Two days after the initial landing on Bougainville, Marine Corps Sgt. Chester "Chet" Sadowski was aboard a Navy LST approaching the landing beach.  Prior to joining the Marine Corps Chester lived on Orchard Street.  He was the son of Peter and Helen (Wichrowski) Sadowski and enlisted in the Marines on May 20, 1942.  Chet conveyed his experiences of that day and his time in the Marines in a letter written to a military historian in 1982.

Chester “Chet” Sadowski"I boarded the train for Parris Island on May 22, 1942.  When we got to Penn Station in New York, they put us in a coach that must have been from the Civil War.  It had wooden benches that were thinly padded.  There was a pot belly stove at each end of the coach and swinging kerosene lamps in the center of the isle about six feet apart."

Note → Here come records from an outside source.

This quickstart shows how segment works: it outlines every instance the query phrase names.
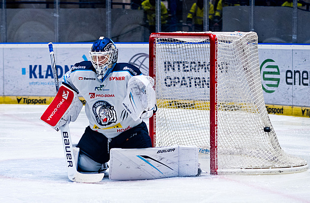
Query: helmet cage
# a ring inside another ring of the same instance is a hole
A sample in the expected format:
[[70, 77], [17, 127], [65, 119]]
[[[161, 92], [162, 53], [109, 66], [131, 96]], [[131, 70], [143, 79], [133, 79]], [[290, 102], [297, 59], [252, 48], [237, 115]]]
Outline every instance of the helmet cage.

Chet spent eight weeks training with Platoon #378 at Parris Island and after basic training was sent to motor transport school at Quantico, Virginia.  After six months serving in a motor pool unit, Chet requested to be transferred to a combat unit.  Eventually, Chet met an Officer who was returned from Guadalcanal and who arranged for Chet's re-assignment to a special weapons battalion, anti-tank unit with the 23rd Marine (Reinforcement).  In March of 1943, Chet embarked a troopship for the American Samoa.


Chet arrived in American Samoa on March 24, 1943 and trained under tropical conditions.  As he recalled, "[It] was our first experience with coconuts and lizards.  If we weren't wet from the rain, we were from sweating.  [We] made amphibious landings on British Samoa and were ready for combat.  [The] next thing we found out they issued us long wool underwear.  We were shipped to Auckland, New Zealand, it was winter there, for additional training.  [We] finally landed at Guadalcanal and trained with the 3rd, 21st, 9th and 12th Marines in preparation for the invasion of Bougainville".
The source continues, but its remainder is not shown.